Dtrace showed the large page based i/o going out in one chunk with one call to sdintr() at the end of the
i/o before the buf was returned, but the 4k page based i/o was going out in a number of chunks. Each chunk of 128k was terminating in a call to sdintr(), only after the last chunk returned was the buf returned. The important part of the stacktrace  that dtrace or lockstat profiling will show is calls to ddi_dma_nextcookie() as each chunk is initialised.

For the i/o kstat  the service time runs from when the buf is sent to the HBA for transport to the disk and ends when the buf is returned. For the 4k based page i/o each chunk extends the service time by a multiple of the real service time.

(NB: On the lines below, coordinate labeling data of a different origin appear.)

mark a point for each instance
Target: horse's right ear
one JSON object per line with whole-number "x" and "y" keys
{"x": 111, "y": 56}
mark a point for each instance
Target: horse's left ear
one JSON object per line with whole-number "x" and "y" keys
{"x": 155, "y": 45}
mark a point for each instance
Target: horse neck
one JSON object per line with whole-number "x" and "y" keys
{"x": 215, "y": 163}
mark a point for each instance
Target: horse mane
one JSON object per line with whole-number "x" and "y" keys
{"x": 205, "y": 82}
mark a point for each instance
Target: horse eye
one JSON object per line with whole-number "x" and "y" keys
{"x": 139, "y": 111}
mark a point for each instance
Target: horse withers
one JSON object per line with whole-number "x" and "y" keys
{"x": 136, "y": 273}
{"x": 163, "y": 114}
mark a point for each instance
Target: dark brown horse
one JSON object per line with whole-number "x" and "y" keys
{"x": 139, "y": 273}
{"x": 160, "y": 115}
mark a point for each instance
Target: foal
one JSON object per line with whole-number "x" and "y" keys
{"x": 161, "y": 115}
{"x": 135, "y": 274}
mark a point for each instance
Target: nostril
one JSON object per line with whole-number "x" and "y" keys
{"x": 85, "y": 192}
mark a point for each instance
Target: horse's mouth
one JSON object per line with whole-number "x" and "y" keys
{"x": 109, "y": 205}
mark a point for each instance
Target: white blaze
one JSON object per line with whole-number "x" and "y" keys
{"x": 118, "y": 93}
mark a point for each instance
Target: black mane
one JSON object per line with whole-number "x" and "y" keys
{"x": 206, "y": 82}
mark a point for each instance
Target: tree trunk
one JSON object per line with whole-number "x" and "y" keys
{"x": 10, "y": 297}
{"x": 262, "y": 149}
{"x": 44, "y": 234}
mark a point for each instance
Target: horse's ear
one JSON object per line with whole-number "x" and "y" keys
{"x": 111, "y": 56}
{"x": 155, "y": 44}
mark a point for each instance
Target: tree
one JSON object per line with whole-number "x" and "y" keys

So what was causing the i/o to be broken up...  the sd target driver relies on the underlying HBA driver to
do the scsi packet and DMA initialisation via the scsi_init_pkt() call. For this particular HBA the
ddi_dma_attr structure ( man ddi_dma_attr) had 32 in the dma_attr_sgllen field.  This field
describes the number of scatter gather segments that the dma engine built into the HBA card can
deal with per i/o request. If an i/o requires more than 32 scatter gather list elements then it will be broken
up into multiple i/o requests.

The large page buffer is allocated out 2Mb pages of contigeous virtual memory addresses but
more importantly each large page is made from  contigeous physical memory which is used by the dma engines so a buffer allocated from these large pages occupies just one DMA scatter gather list element.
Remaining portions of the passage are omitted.